North and South poles: An explorer’s playground


By Xu Qi Yang

Turbulent waves shattered the glass window of the boat explorer Mike Horn was on. Panic consumed the crew as they clambered on the sinking boat to stay afloat in the middle of the Southern Ocean.

But amid the frenzy, something caught Mr Horn’s eye — an albatross. The large white seabird was soaring above the waves and moving together with the strong winds. The ease of the albatross’ flight was worlds apart from the fear that pervaded the boat, he said.

It was that expedition to Antarctica that made the 52-year-old realise the value and freedom of embracing the challenges of life.

Eventually, they triumphed over the storm after sealing the shattered window, and using weights to balance the boat.

“If you can operate in stormy weather and start liking the things you don’t like doing, then you can live on the full spectrum of life (and) play like an albatross,” he said.

This philosophy is what spurs Mr Horn on during his globetrotting expeditions — he has completed eight thus far — many of which occur in unforgiving environments.

Now, he is more than halfway through the astounding expedition called Pole2Pole — a two-year journey around the globe through the North and South poles.

Speaking to NTU students at the Lee Foundation Lecture Theatre at the Wee Kim Wee School of Communication and Information on 8 Nov, Mr Horn stressed the importance of thinking realistically in difficult circumstances.

“The glass is not half full or half empty. It is what it is,” he said.

“When I’m at minus 50 degrees (Celsius) and I have nothing to eat, it’s not as comfortable as 20 degrees with a hot plate of food in front of me,” he added. “But it’s not the end of the world.”


The Pole2Pole expedition

Born in South Africa, the Swiss explorer spent his childhood mostly outdoors. He often climbed the Table Mountain in Cape Town, where he stood at its southernmost peak and gazed towards Antarctica.

Little did he know that he would embark on a voyage there a few decades later on, which would make history as the longest solo north-to-south traverse of Antarctica without the help of motorised vehicles, by walking and using a ski kite.

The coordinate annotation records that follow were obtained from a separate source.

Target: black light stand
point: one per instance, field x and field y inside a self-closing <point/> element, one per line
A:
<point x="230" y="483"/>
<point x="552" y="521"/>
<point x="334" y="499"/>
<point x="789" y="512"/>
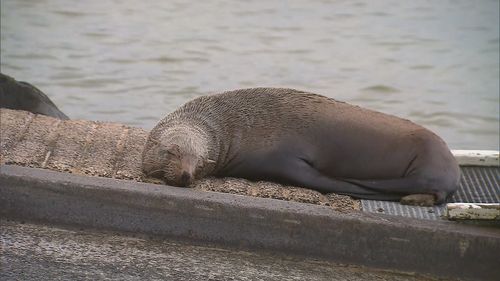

Pole2Pole began in Monaco, a city-state near France, in May 2016. Mr Horn has been making the 39,000-kilometre journey to the North Pole by boats, cars, skis and kayaks. He plans to conclude his expedition by May in Europe.

But his journey thus far has not been without obstacles. He took a whole month to reach Antarctica, two weeks longer than planned, as his sailboat often struggled to get past icebergs, some of which were as large as islands.

He also had to race against time to cross the continent before winter arrived, where temperatures would plunge to minus 90 degrees Celsius.

As he lugged his 256-kilogramme sled filled with survival supplies, Mr Horn broke his ankle and injured his shoulder en route to the South Pole due to the rocky and jagged terrains. Several times he also fell into crevices, dangling precariously from a harness he had tied to his sled.

But Mr Horn was never deterred. He believes in committing fully to challenges, which to him is easier than turning to simpler alternatives when the going gets tough.

“For anything in life, you need courage,” he said. “The moment you cannot go any further and you think you are completely blocked in, you just have to be patient.”

His patience and determination paid off when he successfully completed the crossing of Antarctica last February.

“People ask me, ‘don’t you get tired?’ No, you don’t get tired because it’s like a playground for adventurers. That’s when you feel alive,” he said.

Family keeps him going

Mr Horn believes in surrounding himself with people who love and care for him — one of whom is his late wife, who died of breast cancer two years ago.

“She was the pillar behind everything that I did. Without her, I couldn’t do anything,” he said.

He has two daughters, who had skied with him to the North Pole 14 years ago when they were just 11 and 12. Mr Horn said his love for his family was the reason he survived the many dangerous encounters on his journeys.

“That bond that I have (with my family) is my insurance policy to dream big and make the right decision to come back home alive,” he said.